Disappointing budget as far as our public schools and class size are concerned

Some  news links: NY Times, NY Post, NY Daily News, Chalkbeat and Brooklyn Eagle

The new NYC budget deal was announced between the Mayor and the City Council on Friday.

In terms of our public schools, it included $41M more to hire about 200 new social workers for schools, especially those with lots of homeless kids and $857,000 for seven additional Title IX Coordinators to handle complaints of gender discrimination and sexual harassment.  The budget will also put $250M into an overall city budget reserve to be used during economic downturns that now totals $6 billion. 

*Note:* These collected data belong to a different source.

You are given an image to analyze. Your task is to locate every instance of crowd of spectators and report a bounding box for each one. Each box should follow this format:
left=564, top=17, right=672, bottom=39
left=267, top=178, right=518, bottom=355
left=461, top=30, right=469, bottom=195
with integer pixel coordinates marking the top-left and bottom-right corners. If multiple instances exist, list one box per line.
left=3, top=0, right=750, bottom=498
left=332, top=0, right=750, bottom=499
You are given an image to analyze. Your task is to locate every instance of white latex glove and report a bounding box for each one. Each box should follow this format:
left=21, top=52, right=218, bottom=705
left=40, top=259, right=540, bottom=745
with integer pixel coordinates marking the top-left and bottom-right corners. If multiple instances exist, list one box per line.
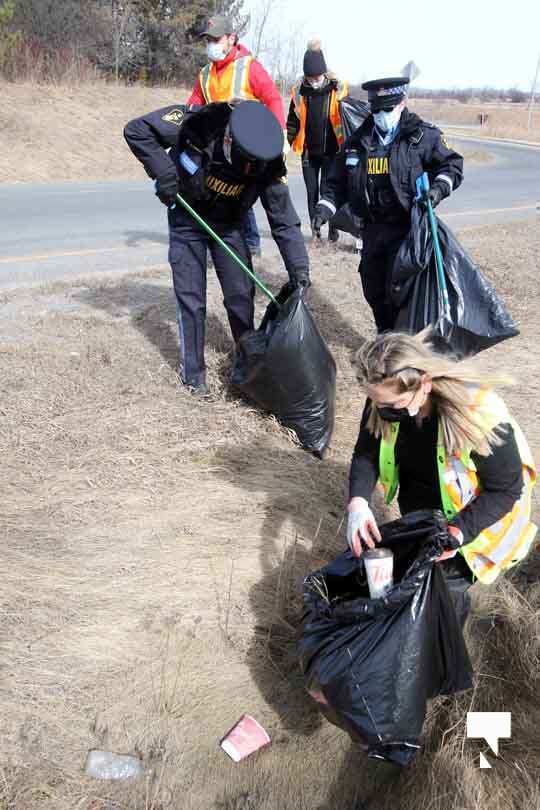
left=282, top=133, right=291, bottom=160
left=346, top=497, right=382, bottom=557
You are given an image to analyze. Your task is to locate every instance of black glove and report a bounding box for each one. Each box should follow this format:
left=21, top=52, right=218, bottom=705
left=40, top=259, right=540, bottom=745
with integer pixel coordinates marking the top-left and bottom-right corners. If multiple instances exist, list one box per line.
left=312, top=204, right=331, bottom=236
left=155, top=167, right=178, bottom=207
left=421, top=181, right=448, bottom=209
left=290, top=270, right=311, bottom=291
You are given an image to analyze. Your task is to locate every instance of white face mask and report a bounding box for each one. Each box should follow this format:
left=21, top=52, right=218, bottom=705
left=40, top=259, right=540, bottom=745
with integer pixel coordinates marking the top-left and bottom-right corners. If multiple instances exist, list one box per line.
left=207, top=41, right=228, bottom=62
left=307, top=77, right=325, bottom=89
left=373, top=106, right=402, bottom=132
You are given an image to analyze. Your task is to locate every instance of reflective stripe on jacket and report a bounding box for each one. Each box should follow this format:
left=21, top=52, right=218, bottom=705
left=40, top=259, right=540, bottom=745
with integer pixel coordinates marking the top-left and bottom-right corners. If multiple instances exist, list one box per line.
left=378, top=386, right=537, bottom=584
left=199, top=55, right=257, bottom=103
left=290, top=79, right=348, bottom=155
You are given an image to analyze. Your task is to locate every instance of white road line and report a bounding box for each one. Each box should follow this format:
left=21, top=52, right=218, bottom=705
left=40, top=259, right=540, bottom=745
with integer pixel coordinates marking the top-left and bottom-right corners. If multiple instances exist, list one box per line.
left=445, top=204, right=538, bottom=218
left=0, top=244, right=165, bottom=265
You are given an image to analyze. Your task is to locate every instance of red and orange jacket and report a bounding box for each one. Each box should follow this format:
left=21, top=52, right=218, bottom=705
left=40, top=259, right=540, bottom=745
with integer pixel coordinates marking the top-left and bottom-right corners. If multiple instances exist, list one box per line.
left=187, top=44, right=285, bottom=128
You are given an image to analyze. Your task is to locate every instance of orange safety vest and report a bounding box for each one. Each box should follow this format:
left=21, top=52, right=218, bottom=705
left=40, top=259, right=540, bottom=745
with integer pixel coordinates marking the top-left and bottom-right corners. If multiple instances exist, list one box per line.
left=290, top=79, right=348, bottom=155
left=199, top=55, right=258, bottom=103
left=378, top=385, right=537, bottom=585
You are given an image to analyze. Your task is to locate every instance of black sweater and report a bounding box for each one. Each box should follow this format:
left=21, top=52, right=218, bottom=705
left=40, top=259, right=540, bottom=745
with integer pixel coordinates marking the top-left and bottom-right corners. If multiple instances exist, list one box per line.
left=349, top=400, right=524, bottom=544
left=287, top=79, right=338, bottom=157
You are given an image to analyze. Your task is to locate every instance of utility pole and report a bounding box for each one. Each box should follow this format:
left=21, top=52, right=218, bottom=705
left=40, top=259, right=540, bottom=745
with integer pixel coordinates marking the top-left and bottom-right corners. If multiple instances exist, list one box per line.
left=528, top=51, right=540, bottom=131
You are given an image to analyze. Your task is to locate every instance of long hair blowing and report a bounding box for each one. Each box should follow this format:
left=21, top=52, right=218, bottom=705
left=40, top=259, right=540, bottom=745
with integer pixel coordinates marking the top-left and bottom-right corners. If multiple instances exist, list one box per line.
left=354, top=331, right=511, bottom=456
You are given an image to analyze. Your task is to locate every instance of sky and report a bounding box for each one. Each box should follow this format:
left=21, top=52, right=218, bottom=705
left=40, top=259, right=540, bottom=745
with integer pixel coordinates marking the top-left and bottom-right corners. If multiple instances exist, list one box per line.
left=242, top=0, right=540, bottom=91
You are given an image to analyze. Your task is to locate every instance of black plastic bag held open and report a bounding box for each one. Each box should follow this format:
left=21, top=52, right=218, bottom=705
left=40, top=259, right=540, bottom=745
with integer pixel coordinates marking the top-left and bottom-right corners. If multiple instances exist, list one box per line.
left=298, top=511, right=473, bottom=766
left=392, top=204, right=519, bottom=357
left=231, top=285, right=336, bottom=456
left=338, top=96, right=371, bottom=140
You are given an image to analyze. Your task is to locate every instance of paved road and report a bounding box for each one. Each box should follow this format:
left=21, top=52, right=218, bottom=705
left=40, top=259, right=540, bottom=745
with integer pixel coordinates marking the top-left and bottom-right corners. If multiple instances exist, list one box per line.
left=1, top=136, right=539, bottom=288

The education budget will  include  another $25 million  for the Mayor’s top education priority: 3K expansion into 14 new districts, bringing the cost to around $100M.  If the pattern of previous years holds, the DOE will continue to draw kids out of existing preK centers run by Community Based Organizations  and pushing them into already overcrowded public schools, which in turn will contribute to higher class sizes for kids in grades K-5.
What the education budget doesn't include: any increase in Fair student funding (with many schools are currently at only 90%), no dedicated funding for class size reduction, and no amount to achieve CBO pay parity for preK teachers -- though the Council says they got a commitment from the Mayor to address this disparity though negotiations by the end of the summer.

The only elementary school initiative that I know of is the 2nd grade literacy coach program in high needs schools, which is  now in its third year, funding 242 coaches in 305 elementary schools, according to the DOE website.  The program is supposed to produce two-thirds of students reading on grade level by the end of second grade by 2022, and 100 percent of all second graders reading at grade level by 2026 (long after de Blasio has left office.)

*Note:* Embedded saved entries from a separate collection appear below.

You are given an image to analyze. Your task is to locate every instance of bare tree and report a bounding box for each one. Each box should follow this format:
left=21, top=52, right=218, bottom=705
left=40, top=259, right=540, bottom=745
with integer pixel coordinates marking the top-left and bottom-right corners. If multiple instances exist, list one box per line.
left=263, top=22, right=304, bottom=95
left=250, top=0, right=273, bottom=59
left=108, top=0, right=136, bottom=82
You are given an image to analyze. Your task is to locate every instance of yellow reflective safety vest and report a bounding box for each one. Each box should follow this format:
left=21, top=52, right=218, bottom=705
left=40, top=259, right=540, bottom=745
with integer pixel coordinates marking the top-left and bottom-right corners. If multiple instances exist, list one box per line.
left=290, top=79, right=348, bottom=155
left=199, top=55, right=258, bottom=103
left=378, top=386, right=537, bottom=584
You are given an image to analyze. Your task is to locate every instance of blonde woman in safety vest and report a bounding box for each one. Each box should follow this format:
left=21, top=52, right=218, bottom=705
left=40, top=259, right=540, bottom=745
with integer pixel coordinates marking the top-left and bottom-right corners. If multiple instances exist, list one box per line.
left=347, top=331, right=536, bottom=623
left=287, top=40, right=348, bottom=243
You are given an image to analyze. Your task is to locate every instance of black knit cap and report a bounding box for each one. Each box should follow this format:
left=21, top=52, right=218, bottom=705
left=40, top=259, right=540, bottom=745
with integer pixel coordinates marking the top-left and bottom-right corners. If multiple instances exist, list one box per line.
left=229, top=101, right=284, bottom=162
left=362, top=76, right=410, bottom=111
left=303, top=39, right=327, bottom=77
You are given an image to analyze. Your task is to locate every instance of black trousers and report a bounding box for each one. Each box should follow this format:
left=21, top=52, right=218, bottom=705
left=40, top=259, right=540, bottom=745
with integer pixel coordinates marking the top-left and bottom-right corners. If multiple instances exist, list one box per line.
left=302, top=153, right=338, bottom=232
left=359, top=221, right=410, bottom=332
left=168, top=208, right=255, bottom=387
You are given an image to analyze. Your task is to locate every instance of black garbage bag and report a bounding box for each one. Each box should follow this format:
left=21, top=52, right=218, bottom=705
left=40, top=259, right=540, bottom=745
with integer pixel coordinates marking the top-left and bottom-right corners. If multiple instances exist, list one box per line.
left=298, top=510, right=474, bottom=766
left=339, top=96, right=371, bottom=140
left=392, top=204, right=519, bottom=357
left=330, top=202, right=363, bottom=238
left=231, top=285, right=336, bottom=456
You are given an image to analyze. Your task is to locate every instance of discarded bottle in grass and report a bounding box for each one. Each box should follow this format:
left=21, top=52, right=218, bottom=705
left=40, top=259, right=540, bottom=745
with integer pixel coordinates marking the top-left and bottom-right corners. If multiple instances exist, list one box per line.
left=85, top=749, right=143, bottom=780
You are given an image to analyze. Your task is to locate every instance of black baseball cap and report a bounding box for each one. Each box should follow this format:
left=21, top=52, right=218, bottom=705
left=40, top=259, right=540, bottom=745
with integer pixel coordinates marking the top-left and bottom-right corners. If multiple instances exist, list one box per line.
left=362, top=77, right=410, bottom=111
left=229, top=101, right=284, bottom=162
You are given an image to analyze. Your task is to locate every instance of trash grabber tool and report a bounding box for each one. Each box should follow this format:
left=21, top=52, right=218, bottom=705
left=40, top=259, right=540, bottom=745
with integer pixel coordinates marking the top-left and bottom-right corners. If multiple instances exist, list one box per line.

Yet the first year of the program showed no positive impact and the administration has not yet released data from either its second or third year - which suggests it may have had disappointing results as I predicted. Though the news of the budget deal didn't mention this, it is likely that the initiative will continue to be funded next year at the level in the Mayor's executive budget of about $90 million per year.  (There are job listings for this position here.)

In any case we aren't giving up on our campaign to reduce class sizes.  More counselors are great but there this will do little to improve achievement in grades K-5 where class sizes in many schools are still sky high.